Bill TILLEY (Benambra) (19:17): (49) I wish to raise a matter for the attention of the Minister for Ambulance Services, and the action I seek is for the minister to explain what is planned to address the systemic chronic failure of ambulance services to deliver benchmark response times to the Indigo and Towong shires.

Towong is the worst for ambulance response times in the whole state of Victoria. Indigo bounces around a bit, but with the latest data trotted out – on a Friday at the end of a sitting week – it sits at about sixth worst in the state. Let me throw you some numbers: 30 minutes and 9 seconds – that is the average wait time for a life-threatening medical emergency in the Towong shire, the average, the worst in the state; 22.7 – that is the percentage of people in Towong with life-threatening medical emergencies who saw the flashing lights of an ambulance arrive on time in the last three months of 2022. What about these: 172 – that is the number of people with a life-threatening emergency who did not get an ambulance within 15 minutes in Indigo shire. That is a 16 per cent increase in the average wait time for the lights and sirens, an ambulance, in Indigo in the 12 months from late 2021 to late 2022. Now, I am on a roll with all these figures and so forth, so let us keep going with the actuarial work.

Between 2015 and 2022 Indigo shire grew by almost 8 per cent. The average number of ambulance call-outs to code 1 emergencies, however, jumped from 161 to 202.6. That is almost 26 per cent. What can Ambulance Victoria tell us about that? Why has this happened? I have spoken with many paramedics at the front line who say one of the major roadblocks is when the ambulance gets to hospital. They sit outside emergency with their patient until a bed is available; it can take hours. Albury-Wodonga Health is a cross-border health service with two campuses. When the Wodonga ambulance is sitting at the Albury Base Hospital or Wodonga Hospital, the next call-out is to the paramedics at Beechworth, taking that service out of Indigo shire. The next after that is Tallangatta, leaving Towong short. Until there are enough beds in our hospital system it is hard to see this pattern changing.

There are solutions out there. Turning Beechworth into a 24-hour station could at least help Indigo shire. I understand the current roster is two paramedics on day shift and on call between 6 am and 8 am.
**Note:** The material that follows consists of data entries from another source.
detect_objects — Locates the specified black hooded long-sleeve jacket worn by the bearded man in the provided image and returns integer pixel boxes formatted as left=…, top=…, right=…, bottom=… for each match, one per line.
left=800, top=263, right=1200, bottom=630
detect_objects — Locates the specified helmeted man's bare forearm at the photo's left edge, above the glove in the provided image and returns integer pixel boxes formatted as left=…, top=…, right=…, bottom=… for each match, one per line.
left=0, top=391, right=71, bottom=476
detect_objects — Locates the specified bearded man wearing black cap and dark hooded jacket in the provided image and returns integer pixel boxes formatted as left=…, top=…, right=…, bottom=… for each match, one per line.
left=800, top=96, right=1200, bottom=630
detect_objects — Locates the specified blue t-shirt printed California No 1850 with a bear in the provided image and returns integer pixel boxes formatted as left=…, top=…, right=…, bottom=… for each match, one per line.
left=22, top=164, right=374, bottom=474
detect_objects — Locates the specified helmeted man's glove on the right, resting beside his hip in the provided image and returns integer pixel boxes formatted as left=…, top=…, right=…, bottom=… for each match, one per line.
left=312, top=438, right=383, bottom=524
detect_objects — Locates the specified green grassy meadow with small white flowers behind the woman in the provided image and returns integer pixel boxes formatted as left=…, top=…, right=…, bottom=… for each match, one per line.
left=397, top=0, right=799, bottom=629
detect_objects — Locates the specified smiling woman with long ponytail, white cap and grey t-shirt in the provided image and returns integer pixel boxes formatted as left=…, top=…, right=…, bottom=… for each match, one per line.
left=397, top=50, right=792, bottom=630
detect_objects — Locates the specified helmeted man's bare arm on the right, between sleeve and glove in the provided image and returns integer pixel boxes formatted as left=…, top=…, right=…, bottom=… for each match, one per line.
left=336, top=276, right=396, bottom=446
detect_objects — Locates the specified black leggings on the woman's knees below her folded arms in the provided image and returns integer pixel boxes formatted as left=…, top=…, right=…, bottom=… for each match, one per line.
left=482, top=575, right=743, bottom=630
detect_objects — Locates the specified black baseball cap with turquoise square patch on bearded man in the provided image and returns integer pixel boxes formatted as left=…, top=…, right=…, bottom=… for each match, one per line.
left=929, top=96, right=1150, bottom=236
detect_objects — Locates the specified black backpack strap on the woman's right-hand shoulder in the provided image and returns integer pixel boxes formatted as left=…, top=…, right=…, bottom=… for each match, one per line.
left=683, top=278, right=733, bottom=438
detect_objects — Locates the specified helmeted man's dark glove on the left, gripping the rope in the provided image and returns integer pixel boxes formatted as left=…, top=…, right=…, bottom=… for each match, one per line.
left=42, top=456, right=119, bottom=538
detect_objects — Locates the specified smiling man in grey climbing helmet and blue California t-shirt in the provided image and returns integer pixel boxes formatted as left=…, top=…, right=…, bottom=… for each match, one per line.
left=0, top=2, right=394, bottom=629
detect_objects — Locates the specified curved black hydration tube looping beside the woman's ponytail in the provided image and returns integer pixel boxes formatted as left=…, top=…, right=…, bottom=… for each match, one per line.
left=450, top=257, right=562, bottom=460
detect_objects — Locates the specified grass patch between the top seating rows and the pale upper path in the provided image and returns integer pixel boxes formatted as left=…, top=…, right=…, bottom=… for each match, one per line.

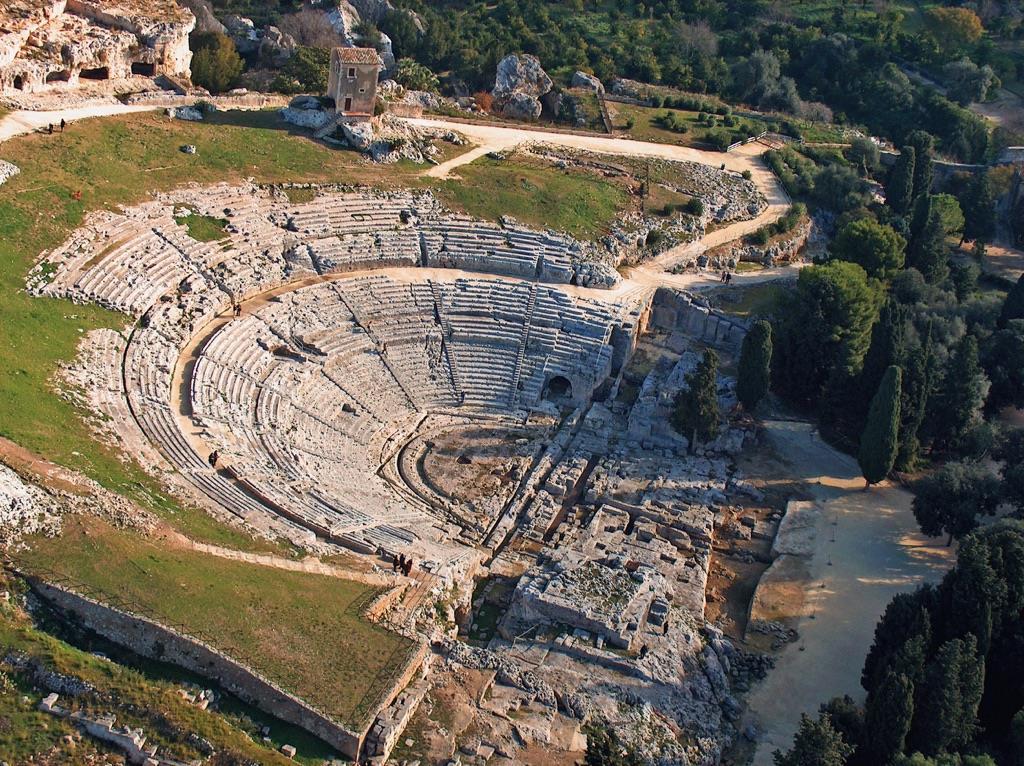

An additional seven paramedics would do the trick. I also think the time is right to give the north-east its own helicopter emergency medical service, not one out of Bendigo, Traralgon, Warrnambool or Essendon but one based in Albury-Wodonga. The AgustaWestland AW139 twin-engine helicopters are for life-threatening emergencies, trauma and paediatric cases, and it is time we had our own service – just like the one we lost to south-west coast in a shadowy horsetrading deal back in 2009.